Medical device already marketed in India prior to the commencement of these rules shall continue to be marketed as hitherto before subject to the condition that the manufacturer shall provide evidence of previous sale in India and apply for license within a period of ninety days from the date the device is notified under sub-clause (iv) of clause (b) of section 3 of the Drugs and Cosmetics Act, 1940 (23 of 1940). The Central Government shall, by notification, specify the date from which medical device referred in clause (2) shall be regulated in accordance with these rules.

Medical device already notified under sub-clause (iv) of clause (b) of section 3 of the Drugs and Cosmetics Act, 1940 and marketed in India prior to the commencement of these rules shall continue to be marketed as hitherto before till the expiry of eighteen months from the commencement of these rules.
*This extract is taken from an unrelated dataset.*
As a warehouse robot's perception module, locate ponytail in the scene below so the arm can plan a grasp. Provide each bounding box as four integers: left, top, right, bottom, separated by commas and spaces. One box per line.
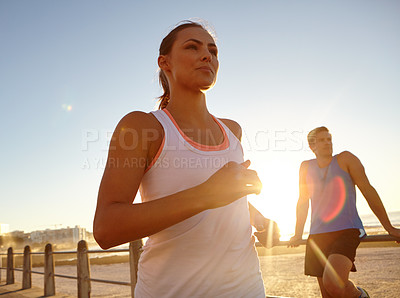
158, 69, 170, 110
For the purposes of these rules, the in vitro diagnostic medical devices which are already marketed in India and governed under sub-clause (i) of clause (b) of section 3 of the Drugs and Cosmetics Act, 1940 shall be deemed to be medical devices and shall also continue to be marketed as hitherto before till the expiry of eighteen months from the commencement of these rules.

Under these draft rules, medical devices other than in vitro diagnostic devices shall be classified as low risk (Class A); low moderate risk (Class B); moderate high risk (Class C); and high risk (Class D).

The Drugs Controller General of India shall be the Central Licensing Authority and shall be the competent authority for enforcement of these rules in matters relating to import, manufacture of Class C and Class D medical devices, clinical investigation and clinical performance evaluation of medical devices and other related functions, provided that where any manufacturer intends to manufacture Class C or Class D medical device along with Class A or Class B medical device, the Central Licensing Authority shall be the competent for enforcement of these rules and no separate licence from the State Licensing Authorities shall be required in respect of devices of Class A or Class B.

The State Drugs Controller, by whatever name called, shall be the State Licensing Authority and shall be the competent authority for enforcement of these rules in matters relating to manufacture of Class A or Class B medical devices, sale, stock, exhibit or offer for sale of medical devices and other related functions: Provided that where any person intends to manufacture predicate medical device, prior approval from the Central Licensing Authority shall be necessary before applying to the State Licensing Authority.

The ministry has invited objections and suggestions from the stakeholders on the draft rules.